Delicious Baklava with vanilla syrup
Considering that over the last few months I have lived a sheltered life and barely stopped to notice the weather let alone follow current affairs or even family affairs for that matter, it was quite an achievement to go out for a family barbecue yesterday. But even more so because I made not just one sweet to take – but two! On top of that I even managed to make a video of the them!!!
Baklava with vanilla syrup
Well, there are no more daily trips to the hospital and no more sick kids to nurture through the day and night so even though I am seriously sleep deprived (my gorgeous bundle wakes me every hour and a half all night, most nights) I feel excited to have made a video. The first for a while and it was the video I had intended to make the day I went to hospital for some monitoring of the baby and ended up having an emergency caesarean and was out of action for over a month.

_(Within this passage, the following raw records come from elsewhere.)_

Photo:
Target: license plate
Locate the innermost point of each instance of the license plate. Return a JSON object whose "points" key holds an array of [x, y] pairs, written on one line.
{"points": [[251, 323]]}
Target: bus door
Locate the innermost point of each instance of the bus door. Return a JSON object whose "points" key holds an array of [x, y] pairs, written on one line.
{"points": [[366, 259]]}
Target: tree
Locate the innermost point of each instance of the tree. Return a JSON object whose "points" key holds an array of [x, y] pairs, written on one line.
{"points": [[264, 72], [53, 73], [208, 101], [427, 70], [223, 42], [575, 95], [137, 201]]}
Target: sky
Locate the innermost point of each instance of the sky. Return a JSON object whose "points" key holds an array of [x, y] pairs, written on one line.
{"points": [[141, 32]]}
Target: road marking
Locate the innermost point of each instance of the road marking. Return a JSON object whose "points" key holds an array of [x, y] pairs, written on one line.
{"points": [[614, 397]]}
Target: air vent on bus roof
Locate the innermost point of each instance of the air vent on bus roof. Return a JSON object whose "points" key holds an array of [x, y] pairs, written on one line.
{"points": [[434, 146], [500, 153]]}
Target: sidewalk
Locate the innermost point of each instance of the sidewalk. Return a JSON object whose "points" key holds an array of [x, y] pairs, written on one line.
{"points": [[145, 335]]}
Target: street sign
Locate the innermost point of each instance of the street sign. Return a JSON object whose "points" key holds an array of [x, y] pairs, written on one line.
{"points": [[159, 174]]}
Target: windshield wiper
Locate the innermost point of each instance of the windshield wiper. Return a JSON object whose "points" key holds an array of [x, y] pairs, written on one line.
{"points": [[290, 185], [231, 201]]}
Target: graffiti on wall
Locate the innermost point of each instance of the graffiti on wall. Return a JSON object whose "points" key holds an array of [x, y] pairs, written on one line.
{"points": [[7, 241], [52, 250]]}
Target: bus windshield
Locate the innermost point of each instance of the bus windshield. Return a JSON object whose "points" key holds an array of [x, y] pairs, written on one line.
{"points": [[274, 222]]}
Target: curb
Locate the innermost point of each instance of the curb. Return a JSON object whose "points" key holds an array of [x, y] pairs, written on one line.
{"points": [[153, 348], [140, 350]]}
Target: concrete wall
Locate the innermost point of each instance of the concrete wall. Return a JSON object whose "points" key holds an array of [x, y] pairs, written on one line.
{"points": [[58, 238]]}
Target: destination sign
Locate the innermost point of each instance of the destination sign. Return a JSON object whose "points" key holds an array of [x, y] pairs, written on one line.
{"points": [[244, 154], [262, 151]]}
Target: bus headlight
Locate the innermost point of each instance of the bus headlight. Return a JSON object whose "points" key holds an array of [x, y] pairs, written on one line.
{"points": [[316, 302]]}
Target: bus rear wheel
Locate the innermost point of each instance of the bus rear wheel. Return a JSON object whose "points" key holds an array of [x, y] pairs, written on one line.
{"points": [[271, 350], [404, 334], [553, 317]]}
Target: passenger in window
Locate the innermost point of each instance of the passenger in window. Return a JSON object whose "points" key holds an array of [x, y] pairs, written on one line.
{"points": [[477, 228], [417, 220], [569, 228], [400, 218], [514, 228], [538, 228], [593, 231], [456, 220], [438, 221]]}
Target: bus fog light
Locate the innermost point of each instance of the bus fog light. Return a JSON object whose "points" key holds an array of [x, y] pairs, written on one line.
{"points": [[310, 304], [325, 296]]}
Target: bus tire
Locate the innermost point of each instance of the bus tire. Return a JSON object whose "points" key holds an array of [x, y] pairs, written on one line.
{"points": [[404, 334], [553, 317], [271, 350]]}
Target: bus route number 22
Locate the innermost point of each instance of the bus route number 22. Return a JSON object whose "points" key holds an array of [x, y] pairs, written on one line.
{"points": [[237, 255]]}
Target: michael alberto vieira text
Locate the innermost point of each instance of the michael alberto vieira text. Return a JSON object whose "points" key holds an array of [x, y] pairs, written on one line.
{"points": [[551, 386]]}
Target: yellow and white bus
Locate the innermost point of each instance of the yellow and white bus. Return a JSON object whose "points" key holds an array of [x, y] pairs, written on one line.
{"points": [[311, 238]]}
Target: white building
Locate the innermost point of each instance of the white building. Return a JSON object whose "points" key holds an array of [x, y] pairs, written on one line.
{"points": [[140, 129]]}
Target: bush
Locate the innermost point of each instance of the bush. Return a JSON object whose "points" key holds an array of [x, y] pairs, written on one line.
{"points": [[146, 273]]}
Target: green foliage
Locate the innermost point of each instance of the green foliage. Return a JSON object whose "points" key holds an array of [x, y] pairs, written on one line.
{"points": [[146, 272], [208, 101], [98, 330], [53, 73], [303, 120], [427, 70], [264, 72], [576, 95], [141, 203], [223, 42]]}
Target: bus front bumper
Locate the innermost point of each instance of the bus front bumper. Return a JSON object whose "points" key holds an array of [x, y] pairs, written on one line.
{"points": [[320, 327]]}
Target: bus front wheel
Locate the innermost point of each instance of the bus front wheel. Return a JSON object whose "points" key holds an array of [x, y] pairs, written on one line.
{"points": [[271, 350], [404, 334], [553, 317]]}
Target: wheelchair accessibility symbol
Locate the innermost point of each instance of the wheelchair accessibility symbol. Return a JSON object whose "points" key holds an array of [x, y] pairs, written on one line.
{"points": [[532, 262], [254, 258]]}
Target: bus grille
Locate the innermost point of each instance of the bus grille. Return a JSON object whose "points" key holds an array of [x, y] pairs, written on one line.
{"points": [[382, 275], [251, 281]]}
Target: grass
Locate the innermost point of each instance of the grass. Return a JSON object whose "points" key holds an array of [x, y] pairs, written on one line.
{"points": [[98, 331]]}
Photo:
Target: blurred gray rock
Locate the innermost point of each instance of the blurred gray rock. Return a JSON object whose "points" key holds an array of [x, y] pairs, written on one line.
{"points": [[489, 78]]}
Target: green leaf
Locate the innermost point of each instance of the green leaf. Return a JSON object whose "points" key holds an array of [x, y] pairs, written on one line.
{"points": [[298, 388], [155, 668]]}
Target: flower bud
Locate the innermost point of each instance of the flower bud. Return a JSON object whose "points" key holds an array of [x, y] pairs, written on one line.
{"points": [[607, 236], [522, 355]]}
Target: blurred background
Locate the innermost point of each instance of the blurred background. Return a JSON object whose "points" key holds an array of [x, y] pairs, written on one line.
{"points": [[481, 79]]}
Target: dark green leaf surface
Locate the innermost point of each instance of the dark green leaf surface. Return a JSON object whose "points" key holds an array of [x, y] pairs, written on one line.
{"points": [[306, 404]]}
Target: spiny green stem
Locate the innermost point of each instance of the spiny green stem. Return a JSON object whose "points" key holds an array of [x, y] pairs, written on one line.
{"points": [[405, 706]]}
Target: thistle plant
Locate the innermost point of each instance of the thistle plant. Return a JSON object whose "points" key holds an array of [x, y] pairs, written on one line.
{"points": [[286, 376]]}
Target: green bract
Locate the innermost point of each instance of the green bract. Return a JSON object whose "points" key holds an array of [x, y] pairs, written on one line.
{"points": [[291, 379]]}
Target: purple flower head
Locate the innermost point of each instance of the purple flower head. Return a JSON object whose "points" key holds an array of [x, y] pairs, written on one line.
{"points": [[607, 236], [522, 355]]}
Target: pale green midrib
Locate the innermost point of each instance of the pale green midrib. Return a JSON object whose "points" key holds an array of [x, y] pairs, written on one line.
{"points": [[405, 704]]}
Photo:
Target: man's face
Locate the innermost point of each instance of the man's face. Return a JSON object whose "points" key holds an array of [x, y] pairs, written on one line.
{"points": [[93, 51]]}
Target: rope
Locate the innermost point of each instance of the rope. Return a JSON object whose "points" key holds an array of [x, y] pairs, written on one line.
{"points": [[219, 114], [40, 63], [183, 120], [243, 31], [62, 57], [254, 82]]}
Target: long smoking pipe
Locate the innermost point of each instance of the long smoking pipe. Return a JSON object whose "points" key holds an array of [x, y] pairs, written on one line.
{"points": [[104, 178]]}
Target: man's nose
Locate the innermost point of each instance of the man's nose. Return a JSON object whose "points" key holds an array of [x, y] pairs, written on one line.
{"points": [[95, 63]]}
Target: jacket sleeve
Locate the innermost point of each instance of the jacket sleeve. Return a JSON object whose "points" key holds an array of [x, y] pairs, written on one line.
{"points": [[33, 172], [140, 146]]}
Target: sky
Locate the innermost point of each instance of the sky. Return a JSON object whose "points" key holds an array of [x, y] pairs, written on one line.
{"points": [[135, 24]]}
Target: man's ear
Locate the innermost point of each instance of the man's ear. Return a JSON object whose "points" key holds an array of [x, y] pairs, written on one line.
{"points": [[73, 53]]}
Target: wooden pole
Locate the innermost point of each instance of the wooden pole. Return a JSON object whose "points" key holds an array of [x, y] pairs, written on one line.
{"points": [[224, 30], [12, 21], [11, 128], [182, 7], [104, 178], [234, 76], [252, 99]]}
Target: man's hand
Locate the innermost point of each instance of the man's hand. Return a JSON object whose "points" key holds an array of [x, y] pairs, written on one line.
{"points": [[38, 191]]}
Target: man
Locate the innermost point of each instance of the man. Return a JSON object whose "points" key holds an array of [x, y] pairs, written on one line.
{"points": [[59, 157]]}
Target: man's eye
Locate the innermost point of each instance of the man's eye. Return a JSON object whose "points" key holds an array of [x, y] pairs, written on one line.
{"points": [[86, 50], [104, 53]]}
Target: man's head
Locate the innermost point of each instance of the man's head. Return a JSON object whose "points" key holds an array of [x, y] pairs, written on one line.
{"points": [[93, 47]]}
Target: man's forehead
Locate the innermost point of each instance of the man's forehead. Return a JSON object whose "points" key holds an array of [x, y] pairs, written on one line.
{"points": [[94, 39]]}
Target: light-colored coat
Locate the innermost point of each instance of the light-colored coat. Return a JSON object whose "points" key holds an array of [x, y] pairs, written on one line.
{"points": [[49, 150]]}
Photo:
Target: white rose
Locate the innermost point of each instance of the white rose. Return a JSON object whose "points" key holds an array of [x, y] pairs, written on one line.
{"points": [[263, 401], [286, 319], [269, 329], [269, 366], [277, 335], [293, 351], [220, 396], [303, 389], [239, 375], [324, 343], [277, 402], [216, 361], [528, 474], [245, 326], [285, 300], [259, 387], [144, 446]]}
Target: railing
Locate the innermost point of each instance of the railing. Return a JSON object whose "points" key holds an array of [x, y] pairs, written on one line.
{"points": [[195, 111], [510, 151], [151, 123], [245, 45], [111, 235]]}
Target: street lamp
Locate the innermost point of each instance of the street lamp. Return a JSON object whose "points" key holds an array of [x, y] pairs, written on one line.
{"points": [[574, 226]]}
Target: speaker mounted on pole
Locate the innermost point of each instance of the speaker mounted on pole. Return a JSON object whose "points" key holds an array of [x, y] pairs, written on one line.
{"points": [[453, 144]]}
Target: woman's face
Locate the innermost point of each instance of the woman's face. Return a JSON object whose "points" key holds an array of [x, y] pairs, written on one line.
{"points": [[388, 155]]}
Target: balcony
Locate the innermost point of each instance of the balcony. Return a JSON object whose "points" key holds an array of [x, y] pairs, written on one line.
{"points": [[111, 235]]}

Baklava is quite a well known Mediterranean sweet and can be found in Turkish, Lebanese and Greek restaurants but it has also become more mainstream in the last few years and available in many places. While there are many ways to flavour Baklava with the use of vanilla, rose water and orange blossom water, the syrup may also be made with honey which adds a very distinct flavour also. At home my mum made Baklava with vanilla and I too use vanilla whenever I make this dish, but then I absolutely love the flavour and aroma of vanilla so I cannot go past it for a flavouring in deserts or sweets. I personally find rose water too strong in many versions of Baklava so I stick with the vanilla. If you were to use rose or orange blossom water be sure to add a little to the syrup at a time and taste it as you go because it is always easier to add more than it is to try and tone down an overpowering flavour. Start with a teaspoon at a time would be my suggestion.
Anyway, back to the barbecue, I took the Baklava to lunch and considering it was family (who I would have thought would be over traditional Mediterranean sweets by now) I didn’t expect a big response to my dish but I was pleasantly surprised. Not only was most of it gone by the time I bothered to look, my step mother (bless her heart) told me it was perfect!! Yay 🙂
2 cups/ 500g sugar
2 cups / 500ml water
½ lemon juiced
¼ teaspoon vanilla extract
One quantity of syrup
2 cups / 225g pistachio, walnuts or almonds, coarsely chopped
¼ cup sugar
1 teaspoon ground cinnamon,
½ teaspoon ground cloves,
375g / 1 packet Filo pastry at room temperature
250g ghee, melted (or unsalted butter if you really cant get hold of ghee, better still, buy the butter and watch my video of how to make Ghee and make some yourself . Check it out on YouTube here:
Make the syrup and leave to cool. Preheat oven to moderate 180°C (350°F/Gas mark 4). Brush the base and sides of a 30 x 25 cm cake tin with melted butter. In a bowl combine the chopped nuts, sugar, cinnamon and cloves powder. Remove a single sheet of Filo pastry at a time, fold each sheet in half and place in tray. Brush the top with butter and fold in edges to fit. Repeat using half the packet of filo pastry making sure to brush with butter on each sheet, overlap and fold the sides where necessary. Sprinkle the nut mixture over pastry and then continue to layer the pastry with the remaining sheets. Pour remaining butter over the top. Cut into diamond or square shapes, making sure to cut right through to the base. Bake for 20 – 25 minutes or until the Baklava is puffed and lightly golden on top. Remove Baklava from oven and pour the cooled syrup over the hot Baklava Leave to cool before cutting along the diagonals again to remove from the tray.
Note : Cover remaining pastry with a damp tea towel to keep from drying out. Baklava can be prepared days in advance, stored in the fridge and baked on the day they are to be served. They will also keep for several days after baking in a cool oven or air tight container, but do not store in the fridge.